# lol members on this site must have real lives...



## DragonTheRevolutionary (Feb 15, 2009)

cuz no one is ever on


----------



## tbone13 (Apr 24, 2008)

i think 3 is the record for members online at once


----------



## DragonTheRevolutionary (Feb 15, 2009)

oh, cuz i'm used to forums with like 10-20 people on at once, but i guess its cool as long as people come once in a while 8)


----------



## calum (Feb 13, 2008)

Yeah pretty small compared to some of the forums I run (where as you said 20+ online at once) but the community here is really great and everyone is so helpful and things.


----------



## 1notenough (Sep 6, 2008)

hey look three online at once we tied a record tonight.


----------



## DragonTheRevolutionary (Feb 15, 2009)

sure is


----------



## madaboutvizslas (Nov 12, 2008)

I think most members seem to be in the northern hemisphere so very seldom do I see members online unless their up late or very early.


----------



## Vizlacated (Feb 9, 2009)

Uh oh we 6 right now it's 440 NY time


----------



## scooby (Mar 23, 2009)

I just joined this forum and wondered why there were so few people on line, but since reading a lot of the message now realise you are all in America, I'm across the water in England.


----------



## calum (Feb 13, 2008)

I am actually from Scotland, but the majority of members are from America hence what you said about people being online.

Do you guys see many Vizslas where you live?
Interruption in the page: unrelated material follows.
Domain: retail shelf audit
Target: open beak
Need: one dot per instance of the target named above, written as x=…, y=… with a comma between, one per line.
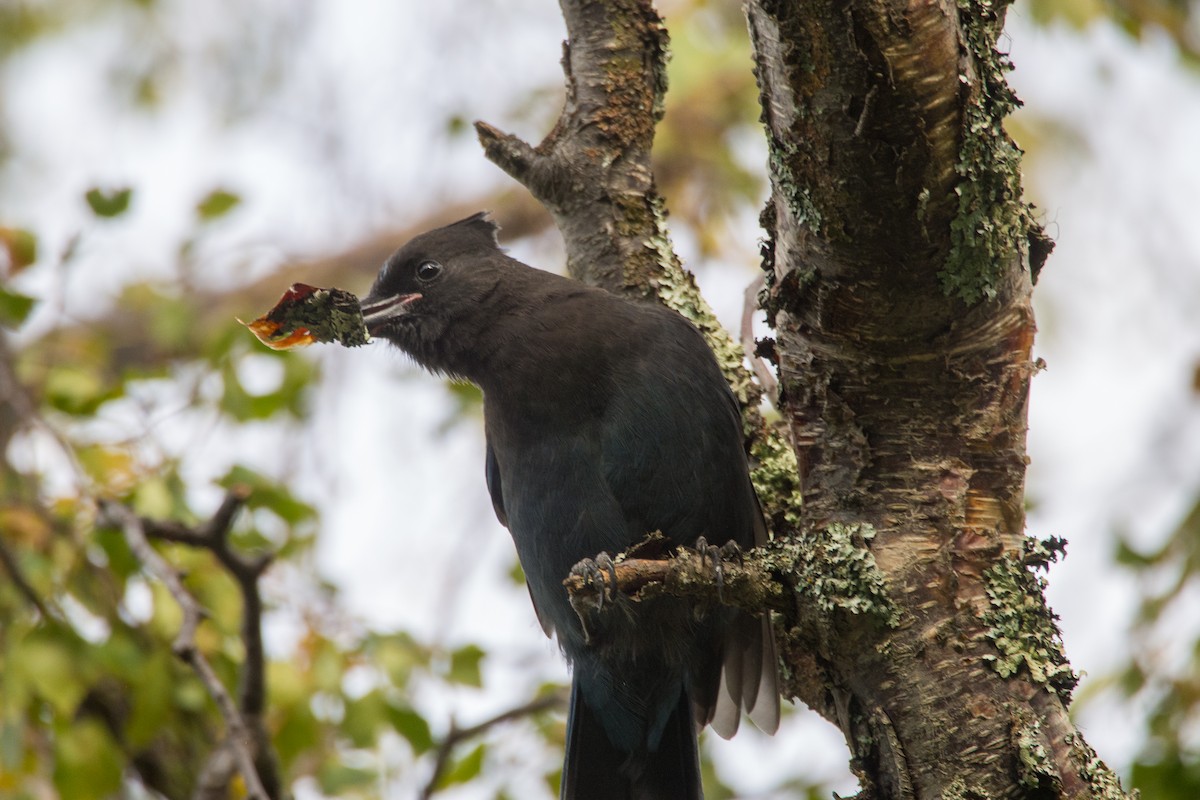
x=377, y=312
I saw one today when I stopped at motorway services on the way back up from England, was a small one just like Phoebe.


----------



## chootcher (Jan 27, 2009)

i have a doberman and a vizsla and the dobe forum i follow has 8k members! there generally could be 100 people on at once - i do like this forum but there is not much to read


----------



## Ozkar (Jul 4, 2011)

9 online......were getting bigger


----------



## Angie NG (Jun 6, 2012)

I am from England and not a day goes by when I'm not on here, I suppose I don't always log in. Should do really. 
Bella is 17 weeks old and since we've had her we have met 3 other Vizsla's Calum. A 4 year old and the other 2 were 1 and a half years. We went to the lakes last week and people were stopping us in the street to ask about Bella, she was loving all the attention


----------



## Darcy1311 (May 27, 2012)

It's an international site ,so we cant all be on at the same time,it's also the best forum around for our beloved breed.


----------



## harrigab (Aug 21, 2011)

61 online at the moment, 15 members and 46 guests, out of 3040 members, Guess that's not so bad for a thursday mid-afternoon.


----------



## mswhipple (Mar 7, 2011)

Also, did you notice? This thread was started 3-1/2 years ago, in early 2009. We have grown considerably since that time!! I love the fact that we have members from pretty much everywhere on the globe. It is so great!! ;D ;D


----------



## threefsh (Apr 25, 2011)

I'm determined to grow the US West Coast number of members! Time for another blog post linking to the forum.


----------



## datacan (May 15, 2011)

Are Vs increasing in popularity or have the owners become less shy? 

We almost adopted an intact 22 months old Dobe yesterday, the only drawback... The Dobe wanted to eat our V and our V barked aggressively for the first time. I was so proud of our boy. He's bark was deep and stable, no whining, no saliva drooling. 
Of course, no match, it would take months and months of work to rehome the Dobe. 
What attracted us was the fact that he was intact, tail and ears uncut and very people friendly.


----------



## harrigab (Aug 21, 2011)

it's also the *quality* not *quantity* of the members that counts,,just my tuppence worth ;D


----------



## Oquirrh the V (Jun 24, 2011)

threefsh said:


> I'm determined to grow the US West Coast number of members! Time for another blog post linking to the forum.


I'm still waiting for another Utah member!!! Come on, people.


----------